No podemos perder de vista que, si bien la libre empresa puede ser un motor importante para el crecimiento económico, el gobierno tiene un papel vital que desempeñar en la reducción de la desigualdad a través de políticas de redistribución equitativa de la riqueza y los recursos. Estas políticas no solo promueven la justicia social, sino que también pueden contribuir a un mayor crecimiento económico y estabilidad social a largo plazo.

A pesar de ello, la realidad es que un enfoque equilibrado es necesario. Mientras que el exceso de intervención del gobierno puede tener efectos negativos en la innovación y la eficiencia económica, la falta de intervención puede exacerbar la desigualdad y crear tensiones sociales insostenibles. Por lo tanto, es importante que el gobierno encuentre el equilibrio adecuado, implementando políticas de redistribución que sean efectivas y eficientes sin socavar el espíritu emprendedor y la vitalidad económica.

Es evidente que la desigualdad económica es un desafío significativo que enfrentan muchas sociedades modernas, tanto que este desafío constantemente nos genera la necesidad de plantear preguntas difíciles, pero cuyas respuestas son necesarias.

Si bien la libre empresa puede ser un motor importante para el crecimiento económico, no puede garantizar por sí sola una distribución justa y equitativa de la riqueza y los recursos. En este sentido, el gobierno puede desempeñar un papel crucial en la reducción de la desigualdad a través de políticas de redistribución que promuevan un mayor equilibrio social y económico.

Al considerar estas políticas de redistribución, es importante tener en algunas de las ideas planteadas por Michael Sandel en su libro «La tiranía del mérito».
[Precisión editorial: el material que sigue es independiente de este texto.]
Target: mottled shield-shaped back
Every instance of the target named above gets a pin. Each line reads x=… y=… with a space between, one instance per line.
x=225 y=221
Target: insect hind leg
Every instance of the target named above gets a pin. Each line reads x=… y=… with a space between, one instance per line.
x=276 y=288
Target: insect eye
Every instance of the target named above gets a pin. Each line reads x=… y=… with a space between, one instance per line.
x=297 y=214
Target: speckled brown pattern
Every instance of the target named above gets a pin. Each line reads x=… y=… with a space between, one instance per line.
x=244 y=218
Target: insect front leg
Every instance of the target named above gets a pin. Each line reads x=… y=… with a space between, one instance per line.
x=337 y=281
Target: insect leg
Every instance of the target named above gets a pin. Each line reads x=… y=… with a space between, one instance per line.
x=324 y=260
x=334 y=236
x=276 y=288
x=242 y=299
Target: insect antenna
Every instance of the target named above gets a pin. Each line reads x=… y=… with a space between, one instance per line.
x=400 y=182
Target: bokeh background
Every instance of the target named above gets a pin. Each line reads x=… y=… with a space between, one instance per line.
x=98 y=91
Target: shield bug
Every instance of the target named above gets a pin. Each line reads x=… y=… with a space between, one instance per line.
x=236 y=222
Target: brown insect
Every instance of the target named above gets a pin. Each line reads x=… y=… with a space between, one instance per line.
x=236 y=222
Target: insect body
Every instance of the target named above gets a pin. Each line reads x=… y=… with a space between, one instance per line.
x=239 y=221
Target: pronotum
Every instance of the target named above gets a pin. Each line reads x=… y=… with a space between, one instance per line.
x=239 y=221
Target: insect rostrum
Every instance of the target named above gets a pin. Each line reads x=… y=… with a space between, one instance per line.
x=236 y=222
Sandel argumenta que la meritocracia, la idea de que el éxito se debe exclusivamente al mérito individual, ha contribuido a la creciente desigualdad económica al glorificar el éxito personal mientras denigra a aquellos que no tienen éxito. Esta narrativa del mérito puede llevar a la creencia de que aquellos que están en la parte inferior de la escala económica merecen su situación, lo que socava la solidaridad social y perpetúa la desigualdad.

Por lo tanto, las políticas de redistribución deben ir más allá de simplemente corregir las desigualdades económicas y también abordar las injusticias subyacentes en el sistema. Esto puede implicar cambiar la forma en que valoramos el éxito y reconocer que el mérito individual no es el único determinante del éxito económico. En su lugar, debemos adoptar un enfoque más colectivista que reconozca la contribución de todos los miembros de la sociedad y garantice que todos tengan acceso a oportunidades y recursos básicos para prosperar.

La lucha contra la desigualdad económica requiere un enfoque integral que combine políticas de redistribución efectivas con un cambio en nuestra concepción del mérito y el éxito. Al hacerlo, podemos trabajar hacia una sociedad más justa y equitativa, donde todos tengan la oportunidad de alcanzar su máximo potencial independientemente de su origen socioeconómico.